C’est Jean-Claude Katende, le président de l’Asadho (Association africaine de défense des droits de l’homme) qui l’a annoncé victorieusement par tweet jeudi : plainte a été déposée à la Cour constitutionnelle de Kinshasa contre Joseph Kabila. L’article 164 de la Constitution fait de cette cour le juge pénal du Président pour les infractions "commises dans l’exercice ou à l’occasion de l’exercice de leurs fonctions".

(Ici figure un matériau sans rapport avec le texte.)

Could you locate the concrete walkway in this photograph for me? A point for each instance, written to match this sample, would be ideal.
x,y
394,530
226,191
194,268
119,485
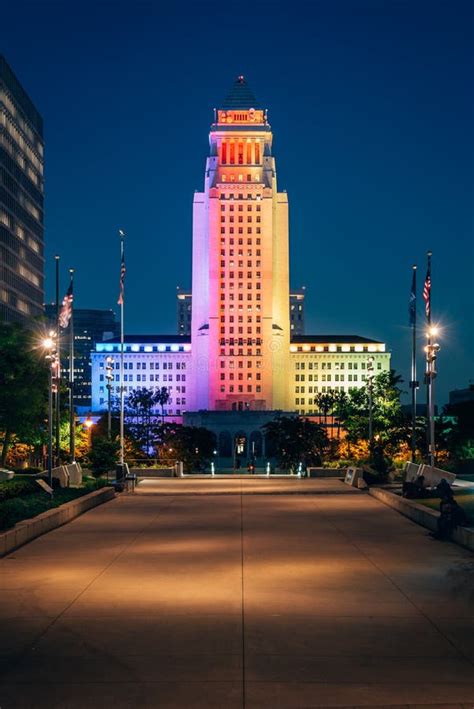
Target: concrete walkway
x,y
237,600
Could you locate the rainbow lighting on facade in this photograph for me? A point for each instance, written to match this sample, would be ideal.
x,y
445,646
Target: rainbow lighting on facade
x,y
242,354
240,321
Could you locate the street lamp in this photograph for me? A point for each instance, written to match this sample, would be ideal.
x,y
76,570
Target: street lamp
x,y
370,379
109,366
88,423
49,345
431,351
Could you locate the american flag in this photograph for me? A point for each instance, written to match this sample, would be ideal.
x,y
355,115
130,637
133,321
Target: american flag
x,y
427,292
66,308
122,281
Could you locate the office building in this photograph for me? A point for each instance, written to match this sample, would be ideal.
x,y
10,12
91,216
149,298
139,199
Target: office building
x,y
90,327
21,202
184,303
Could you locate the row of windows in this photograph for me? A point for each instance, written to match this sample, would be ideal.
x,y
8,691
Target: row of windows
x,y
240,376
240,330
240,364
240,389
327,377
240,242
18,139
231,253
240,318
234,153
240,177
144,365
240,230
18,119
337,365
240,219
240,207
232,195
142,377
240,353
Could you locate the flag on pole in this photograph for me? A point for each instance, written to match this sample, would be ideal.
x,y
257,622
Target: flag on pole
x,y
66,308
412,306
427,291
122,280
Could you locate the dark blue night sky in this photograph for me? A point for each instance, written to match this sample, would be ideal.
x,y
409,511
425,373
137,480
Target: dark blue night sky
x,y
371,106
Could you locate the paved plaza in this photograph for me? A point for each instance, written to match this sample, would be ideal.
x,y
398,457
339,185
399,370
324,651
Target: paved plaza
x,y
198,593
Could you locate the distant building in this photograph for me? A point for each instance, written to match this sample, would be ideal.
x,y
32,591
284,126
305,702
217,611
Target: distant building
x,y
90,327
150,362
184,308
460,396
247,359
21,202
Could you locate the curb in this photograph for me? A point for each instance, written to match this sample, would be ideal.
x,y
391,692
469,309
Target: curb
x,y
29,529
422,515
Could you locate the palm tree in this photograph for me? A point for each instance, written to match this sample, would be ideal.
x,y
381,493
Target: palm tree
x,y
340,408
325,403
162,396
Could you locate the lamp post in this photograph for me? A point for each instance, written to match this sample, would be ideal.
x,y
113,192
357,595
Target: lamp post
x,y
431,351
370,379
88,423
109,366
49,345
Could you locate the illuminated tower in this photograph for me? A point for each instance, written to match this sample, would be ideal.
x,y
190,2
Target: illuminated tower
x,y
240,320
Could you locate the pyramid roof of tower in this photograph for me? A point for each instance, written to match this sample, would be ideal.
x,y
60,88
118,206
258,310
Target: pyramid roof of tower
x,y
240,96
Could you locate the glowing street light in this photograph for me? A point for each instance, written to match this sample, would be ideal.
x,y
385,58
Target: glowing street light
x,y
49,345
431,351
109,367
370,378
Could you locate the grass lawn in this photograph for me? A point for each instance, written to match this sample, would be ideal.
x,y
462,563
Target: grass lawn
x,y
464,498
25,506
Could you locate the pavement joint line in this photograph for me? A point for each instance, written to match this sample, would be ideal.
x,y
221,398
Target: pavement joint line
x,y
32,646
460,653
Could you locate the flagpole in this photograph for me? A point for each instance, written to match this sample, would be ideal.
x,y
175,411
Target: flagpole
x,y
413,383
122,238
58,368
429,378
72,418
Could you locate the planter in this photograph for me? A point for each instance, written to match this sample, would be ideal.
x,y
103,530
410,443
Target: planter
x,y
29,529
422,515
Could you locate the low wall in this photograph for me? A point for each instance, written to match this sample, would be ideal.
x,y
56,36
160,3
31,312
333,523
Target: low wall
x,y
422,515
326,472
29,529
153,472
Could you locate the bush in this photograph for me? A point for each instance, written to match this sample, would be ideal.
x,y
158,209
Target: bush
x,y
17,488
103,455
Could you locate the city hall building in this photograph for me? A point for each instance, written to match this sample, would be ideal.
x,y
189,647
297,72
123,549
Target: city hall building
x,y
245,359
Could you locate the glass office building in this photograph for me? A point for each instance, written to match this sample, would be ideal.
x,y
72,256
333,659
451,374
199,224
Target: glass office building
x,y
21,202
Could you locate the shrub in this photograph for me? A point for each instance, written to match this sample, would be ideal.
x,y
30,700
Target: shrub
x,y
17,488
27,471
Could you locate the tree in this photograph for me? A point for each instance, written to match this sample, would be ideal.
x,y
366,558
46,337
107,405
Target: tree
x,y
23,387
296,441
193,445
325,403
162,398
103,455
386,410
141,418
339,408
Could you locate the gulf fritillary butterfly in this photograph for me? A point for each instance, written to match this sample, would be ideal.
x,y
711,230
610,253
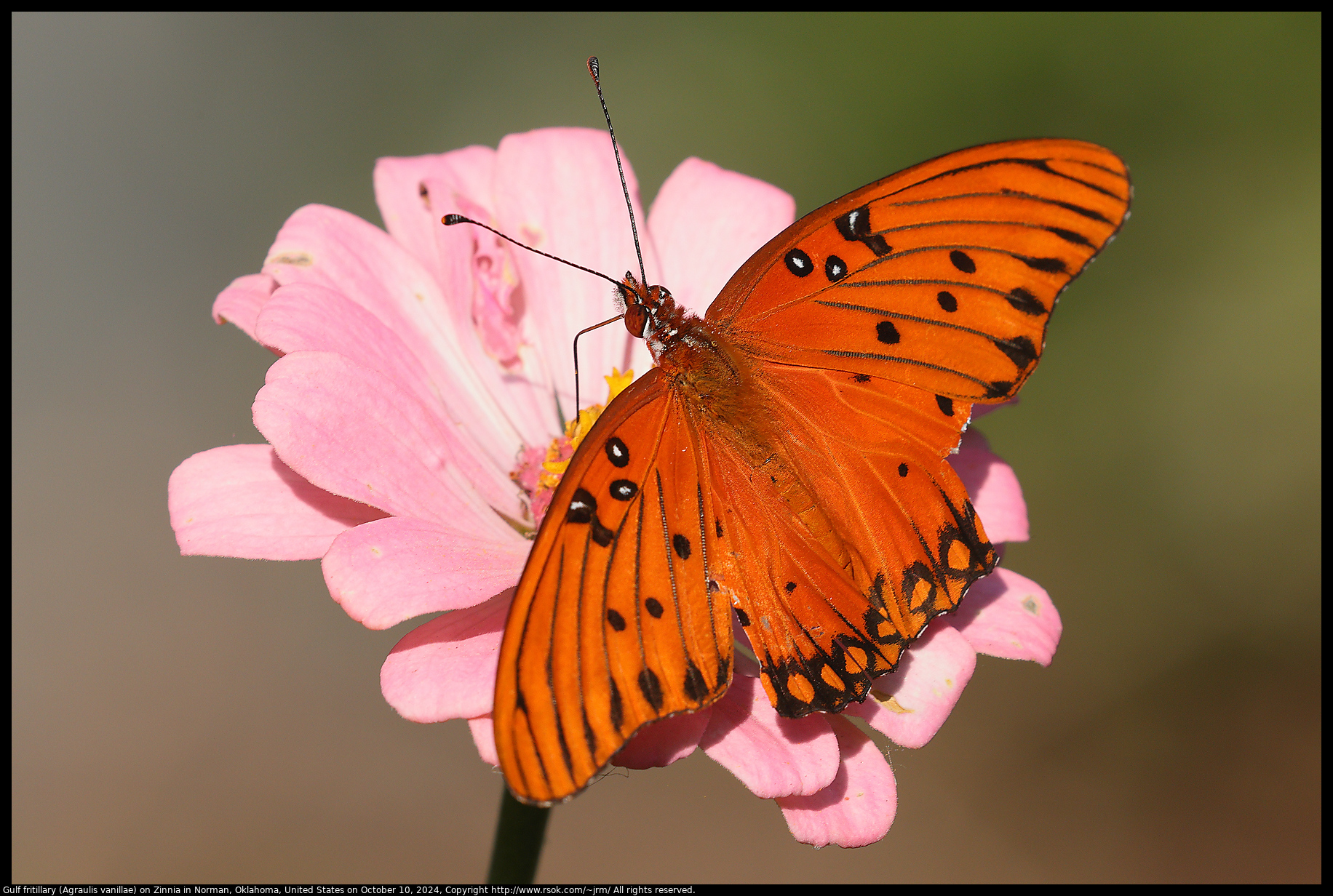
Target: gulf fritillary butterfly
x,y
785,457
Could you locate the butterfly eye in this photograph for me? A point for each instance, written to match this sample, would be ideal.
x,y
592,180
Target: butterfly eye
x,y
636,318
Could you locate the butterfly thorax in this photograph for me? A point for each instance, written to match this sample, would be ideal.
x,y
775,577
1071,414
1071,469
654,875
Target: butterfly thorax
x,y
703,366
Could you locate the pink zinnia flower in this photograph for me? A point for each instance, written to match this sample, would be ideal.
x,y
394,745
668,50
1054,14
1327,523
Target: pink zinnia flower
x,y
420,379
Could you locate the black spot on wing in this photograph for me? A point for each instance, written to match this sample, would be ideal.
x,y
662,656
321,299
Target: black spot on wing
x,y
1049,265
696,688
1019,350
963,262
1025,302
618,708
856,227
1070,236
600,534
650,688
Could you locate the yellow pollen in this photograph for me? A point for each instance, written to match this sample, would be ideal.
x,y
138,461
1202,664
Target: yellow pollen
x,y
575,431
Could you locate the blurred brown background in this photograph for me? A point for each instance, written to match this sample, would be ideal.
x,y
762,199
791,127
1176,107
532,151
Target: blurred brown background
x,y
220,720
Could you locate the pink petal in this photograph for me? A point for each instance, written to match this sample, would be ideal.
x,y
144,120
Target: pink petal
x,y
397,568
557,191
309,318
447,667
664,742
772,756
857,808
1009,616
335,249
993,488
472,267
243,502
707,222
242,302
357,433
403,191
911,703
484,736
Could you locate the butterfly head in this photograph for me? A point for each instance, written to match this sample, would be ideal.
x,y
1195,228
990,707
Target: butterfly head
x,y
650,313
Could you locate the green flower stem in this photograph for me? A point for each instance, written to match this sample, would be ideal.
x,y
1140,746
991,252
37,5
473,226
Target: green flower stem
x,y
519,835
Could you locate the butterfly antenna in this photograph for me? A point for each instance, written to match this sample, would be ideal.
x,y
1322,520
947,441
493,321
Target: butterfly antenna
x,y
450,220
594,71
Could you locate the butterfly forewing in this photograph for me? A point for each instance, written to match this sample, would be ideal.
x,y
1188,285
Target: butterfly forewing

La plainte a été déposée par un personnage haut en couleur, Pascal Mukuna, à la fois évêque d’une église évangélique, l’Assemblée chrétienne de Kinshasa (Bandalungwa), cofondateur et président du Football Club Renaissance, créé en 2014, et, depuis février dernier, président de l’Éveil patriotique, une plateforme citoyenne qui annonce vouloir poursuivre en justice les principaux auteurs de la mégestion des finances publiques du Congo. À ce dernier poste, Pascal Mukuna a reçu l’appui de Franck Diongo, député de Kinshasa, puis celui de Jean-Claude Katende, devenu vice-président de la plateforme.
Retournement de veste
Jusqu’à l’arrivée au pouvoir de Félix Tshisekedi, Pascal Mukuna - issu de la même ethnie que le nouveau Président - était classé dans le camp des kabilistes. Son retournement de veste n’a évidemment pas fait que des heureux, d’autant que, dès la création d’Éveil patriotique, l’évêque évangélique s’était donné pour but d’obtenir la dissolution de l’alliance FCC (coalition kabiliste)/Cach (alliance entre Félix Tshisekedi et Vital Kamerhe).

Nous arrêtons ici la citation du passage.